David Benefield is about to drop. After seven long days of intense mental focus at the Rio All-Suites Hotel and Casino in Las Vegas; after sleepless nights rocked by extreme emotional swings; after sweating it out under the lights and ESPN cameras amid a field of 6,352 other competitors, the twenty-seven-year-old General Studies student is exhausted, ecstatic, and in disbelief.

He is one of nine players left sitting.

In front of him, on the green felt table, lies a stack of candy-colored tournament chips: 6.34 million (not a dollar amount, but more like points). While the pile looks impressive, Benefield faces an uphill climb. His winnings are less than those of the eight other players who have advanced to the final table. The chip leader holds a gargantuan 38 million. But as the old poker saying goes, “All you need is a chip and a chair.”

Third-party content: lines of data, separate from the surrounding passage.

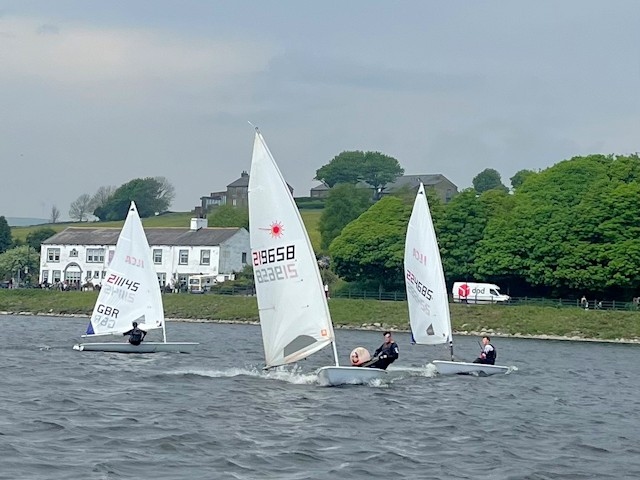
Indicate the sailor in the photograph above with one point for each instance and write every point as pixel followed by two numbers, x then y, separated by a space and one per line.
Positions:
pixel 488 354
pixel 136 335
pixel 386 354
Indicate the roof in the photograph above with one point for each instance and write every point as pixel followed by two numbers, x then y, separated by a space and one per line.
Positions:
pixel 322 186
pixel 243 181
pixel 176 236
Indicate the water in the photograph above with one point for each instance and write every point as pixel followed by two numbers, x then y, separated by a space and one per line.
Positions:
pixel 569 411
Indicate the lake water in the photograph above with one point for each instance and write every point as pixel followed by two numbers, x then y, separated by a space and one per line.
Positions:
pixel 569 411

Benefield has both, as well as a chance to turn his $10,000 entry fee into a major score and a huge comeback in poker’s biggest event, the World Series of Poker. Having qualified for ninth place and pocketed just over $900,000, Benefield will return to the Rio hotel on November 4 as one of the “November Nine,” vying for the gold bracelet (poker’s green jacket, its championship belt) and a prize of $8.3 million.

“Poker is different from the majority of casino games in that you are playing against other players, not the casino itself,” says Benefield, a native of Fort Worth, Texas. “As long as you make better decisions than your opponent, you will win money in the long run. I try to consistently make good decisions and limit my own mistakes while thinking about the best ways to exploit the tendencies of my opponents.”

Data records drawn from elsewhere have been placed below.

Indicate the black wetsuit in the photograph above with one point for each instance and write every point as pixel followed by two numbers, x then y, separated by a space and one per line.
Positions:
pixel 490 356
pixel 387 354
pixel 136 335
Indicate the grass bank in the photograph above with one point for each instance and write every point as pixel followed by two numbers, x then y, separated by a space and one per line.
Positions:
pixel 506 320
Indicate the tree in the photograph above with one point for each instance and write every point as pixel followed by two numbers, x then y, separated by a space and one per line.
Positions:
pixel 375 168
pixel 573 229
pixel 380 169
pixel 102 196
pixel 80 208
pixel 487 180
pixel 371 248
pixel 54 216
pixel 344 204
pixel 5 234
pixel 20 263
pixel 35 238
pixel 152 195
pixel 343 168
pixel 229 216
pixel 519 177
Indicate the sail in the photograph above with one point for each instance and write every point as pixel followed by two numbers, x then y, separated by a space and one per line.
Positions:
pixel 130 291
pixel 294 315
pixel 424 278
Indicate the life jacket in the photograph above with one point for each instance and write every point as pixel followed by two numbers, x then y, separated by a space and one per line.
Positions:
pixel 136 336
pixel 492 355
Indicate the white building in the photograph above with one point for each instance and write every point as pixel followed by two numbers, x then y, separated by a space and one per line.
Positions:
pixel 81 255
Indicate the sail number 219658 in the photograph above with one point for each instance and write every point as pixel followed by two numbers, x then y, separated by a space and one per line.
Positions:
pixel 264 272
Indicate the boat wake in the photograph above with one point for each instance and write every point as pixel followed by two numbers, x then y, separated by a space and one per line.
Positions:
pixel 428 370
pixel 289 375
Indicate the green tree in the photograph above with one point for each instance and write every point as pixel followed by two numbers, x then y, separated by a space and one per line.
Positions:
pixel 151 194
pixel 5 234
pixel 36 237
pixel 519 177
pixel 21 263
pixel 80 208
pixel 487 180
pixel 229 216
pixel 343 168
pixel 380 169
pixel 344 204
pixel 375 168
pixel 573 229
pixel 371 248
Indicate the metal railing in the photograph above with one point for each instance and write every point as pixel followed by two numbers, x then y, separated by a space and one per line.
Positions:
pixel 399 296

Benefield has won $633,243 in his live-tournament career, but like many players, his early forays at the table were tough lessons rather than cash cows. After his first game, with his wallet considerably lighter, he went home and ordered some poker books. He consumed as much information as he could, and soon began winning consistently against friends.

In 2008, Benefield broke into the world of tournament poker with several nice finishes, including seventy-third place with $77,200 in that year’s world championship main event. This year, he has already improved on that finish.

Just making the final table will be lucrative. Because he can finish no lower than ninth, Benefield will earn at least $733,224. That could ease some of the pressure, but not all of it.

“Poker is incredibly stressful on an emotional level, which negatively impacts the physical,” says Benefield, who studies political science and Chinese. “In my earlier years playing professionally, I was not good at dealing with large monetary losses. They hurt me a lot mentally, and I would tend to turn inward. I wouldn’t want to hang out with friends or hit the gym. Instead, I would sit at my computer and figure out how to avoid losses in the future. I have gotten much better about this over the years.”

Before November’s main event, Benefield plans to spend some time in Vancouver working through game situations with his friend, tournament poker superstar Jason Koon, as well as playing online poker and some other major tournaments in Barcelona and Paris.

But his heart will be in Texas. The Lone Star State has a rich poker history, with legends like Doyle Brunson and Amarillo Slim Preston dominating in the game’s early tournaments.

What would it mean to be the next in that line to bring home the gold?

“It seems only right,” he says, “that a Texan should win the world championship of Texas Hold ’Em.”